Item 20: The elevator system of item 19, further comprising at least one tab provided between the exposed inner load carrier and the base member.

Additional details and advantages will be understood from the following detailed description read in conjunction with the accompanying drawings.

1 is a perspective view of an elevator system according to an example of the present invention.
2 is a schematic cross-sectional view of an end termination according to an embodiment of the present invention;
3 is a schematic cross-sectional view of an end termination having four adhesive sections according to another embodiment of the present invention;
4a is a cross-sectional view of an alternative embodiment of the end termination according to FIG. 2 ;
4B is a cross-sectional view of an alternative embodiment of the end termination of FIG. 3 ;
5 is a perspective view of an alternative embodiment of an end termination according to any one of FIGS. 2 to 4 ;
Fig. 6a is a cross-sectional view of an end termination before engagement with the belt according to any one of Figs. 2, 4a and 5;
6B is a cross-sectional view of the end termination of FIG. 6A after engagement with the belt;
Fig. 7a is a cross-sectional view of an end termination before engagement with the belt according to any one of Figs. 3, 4b and 5;
FIG. 7B is a cross-sectional view of the end termination of FIG. 7A after engagement with the belt;
8 is a perspective view of an alternative embodiment of an end termination according to any one of FIGS. 2 to 4A ;
9 is a perspective view of an alternative embodiment of an end termination according to any one of FIGS. 2 to 4A ;
10 is a cross-sectional view of a belt according to an embodiment of the present invention;
11 is a cross-sectional view of a belt according to another embodiment of the present invention;

For the purposes of the description below, the term spatial orientation used shall relate to the referenced embodiment as set forth in the accompanying drawings, or other detailed description. It should be understood, however, that the embodiments described below are susceptible to many alternative modifications and configurations. It should also be understood that the specific parts, devices, features, and sequences of operation shown in the accompanying drawings or otherwise described herein are illustrative only and should not be considered limiting.

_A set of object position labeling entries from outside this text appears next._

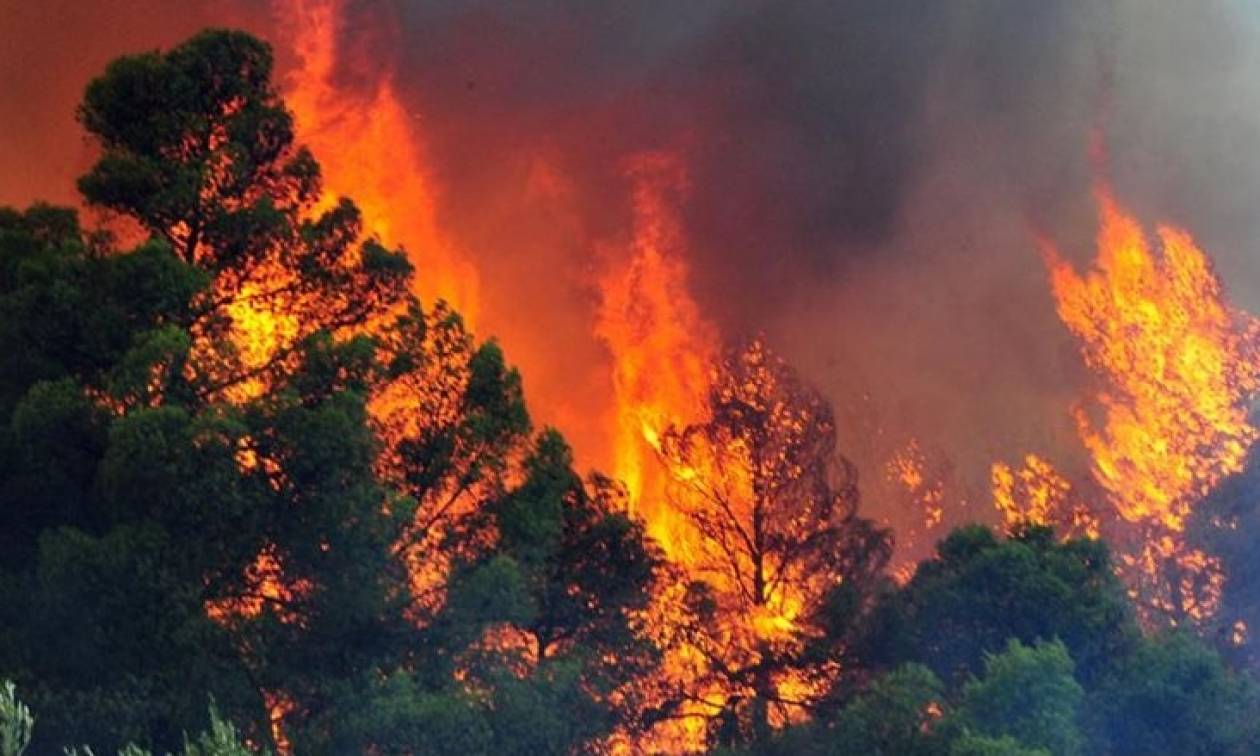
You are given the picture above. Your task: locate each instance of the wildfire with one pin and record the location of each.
(662, 348)
(909, 468)
(1037, 494)
(369, 149)
(1177, 367)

FIELD OF THE INVENTION The present invention relates generally to end terminations for elevator systems, and in particular to strip mating end terminations for elevator systems. Certain preferred and non-limiting aspects of parts of an end termination are shown in FIGS. 1-11 .

Referring to FIG. 1 , an elevator system 2 using at least one end end 4 is shown. The elevator system 2 may include an elevator car 6 and a counterweight that is movable within an elevator shaft 3 using a plurality of belts 8 for raising and/or lowering the elevator car 6 . . In one example, the elevator system 2 includes four belts 8 configured to move an elevator car 6 and a counterweight within an elevator shaft. Each end of each belt 8 may be held at a separate end end 4 held on another part of the elevator system 2 . Other parts of the elevator system 2 may be one or more of an elevator car 6 , a support beam or structure of the elevator car 6 and/or a counterweight, a part of an elevator shaft, or a counterweight. In the example shown, the elevator system 2 utilizes eight distinct end terminations 4 to control the load transfer between the elevator car 6 and the counterweight. The motor device 12 may be configured to drive the belt 8 to raise and lower the elevator car 6 .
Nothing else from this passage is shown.